Era reformasi merupakan era multipartai. Ketaatan menteri kabinet seringkali lebih besar kepada partai pengusungnya. Atau pada kelompok pendukung politiknya. Dibanding kesetiaan pada bangsa dan negara. Maka seringkali terjadi penyalahgunaan kekuasaan. Presiden Prabowo melurusan penyimpangan-penyimpangan pemaknaan loyalitas itu. Begitulah yang ditangkap dari materi pembekalan itu.

Permasalahannya, dalam lingkup seperti apa kesetiaan itu dimaknai bersama?.

Selama ini kesetiaan terhadap bangsa dan negara dimaknai secara konseptual simbolik. Atau setidaknya bobotnya lebih banyak pada konseptual simbolik. Kita diajarkan kesetiaan itu dalam bentuk penghormatan pada bendera. Pada lambang negara. Hafal sila-sila Pancasila. Disiplin upacara bendera. Baris berbaris.

Apa batasan seperti itu makna kesetiaan terhadap bangsa dan negara?. Tentu tidak sesederhana itu.

Kita bisa mengacu pada UUD sebagai pedoman pokok penyelenggaraan negara.
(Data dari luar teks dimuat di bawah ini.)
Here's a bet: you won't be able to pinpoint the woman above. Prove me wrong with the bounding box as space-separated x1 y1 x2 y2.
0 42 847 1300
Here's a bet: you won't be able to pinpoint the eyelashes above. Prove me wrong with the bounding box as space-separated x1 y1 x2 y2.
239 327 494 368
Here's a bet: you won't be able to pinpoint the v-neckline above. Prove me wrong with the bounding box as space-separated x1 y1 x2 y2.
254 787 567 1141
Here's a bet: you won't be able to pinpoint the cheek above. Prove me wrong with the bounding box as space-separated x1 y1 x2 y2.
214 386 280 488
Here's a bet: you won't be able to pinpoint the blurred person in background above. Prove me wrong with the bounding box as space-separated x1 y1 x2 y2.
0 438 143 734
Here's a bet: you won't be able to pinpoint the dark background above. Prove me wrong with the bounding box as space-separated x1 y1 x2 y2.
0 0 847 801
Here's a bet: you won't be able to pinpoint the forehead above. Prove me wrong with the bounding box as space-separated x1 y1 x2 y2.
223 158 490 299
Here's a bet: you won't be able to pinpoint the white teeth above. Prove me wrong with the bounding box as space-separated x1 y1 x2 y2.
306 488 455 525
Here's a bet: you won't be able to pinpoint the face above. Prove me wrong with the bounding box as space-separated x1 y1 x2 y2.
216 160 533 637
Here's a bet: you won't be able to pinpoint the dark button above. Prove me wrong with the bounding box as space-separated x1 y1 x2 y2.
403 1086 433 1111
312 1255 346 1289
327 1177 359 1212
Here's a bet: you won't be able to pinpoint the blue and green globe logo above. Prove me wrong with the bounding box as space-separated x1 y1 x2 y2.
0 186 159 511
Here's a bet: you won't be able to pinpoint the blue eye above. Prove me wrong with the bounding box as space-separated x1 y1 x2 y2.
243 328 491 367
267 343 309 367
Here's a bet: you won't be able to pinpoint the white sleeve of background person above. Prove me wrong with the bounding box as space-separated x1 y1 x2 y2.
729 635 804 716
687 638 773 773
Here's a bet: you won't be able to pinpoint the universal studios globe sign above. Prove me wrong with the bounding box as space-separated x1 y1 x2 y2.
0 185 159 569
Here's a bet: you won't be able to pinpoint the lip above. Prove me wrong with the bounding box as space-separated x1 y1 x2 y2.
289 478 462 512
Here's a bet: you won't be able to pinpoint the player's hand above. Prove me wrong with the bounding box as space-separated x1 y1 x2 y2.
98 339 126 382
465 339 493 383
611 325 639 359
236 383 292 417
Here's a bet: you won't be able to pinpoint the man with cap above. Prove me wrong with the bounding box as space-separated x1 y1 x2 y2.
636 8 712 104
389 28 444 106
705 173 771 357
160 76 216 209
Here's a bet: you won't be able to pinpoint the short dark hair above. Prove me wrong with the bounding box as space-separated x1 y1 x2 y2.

Tujuan dibentuknya pemerintahan dirumuskan secara jelas dalam paragraf 4. Kita bisa menjadikan rumusan preambule UUD itu sebagai parameter kesetiaan.

Bahwa tujuan penyelenggaraan pemerintahan itu adalah untuk memajukan kesejahteraan umum, melindungi segenap bangsa dan negara, mencerdaskan kehidupan bangsa, ikut melaksanakan ketertiba dunia berdasarkan kemerdekaan, perdamaian abadi dan keadilan sosial. Keempat tujuan itu harus berdasar Pancasila.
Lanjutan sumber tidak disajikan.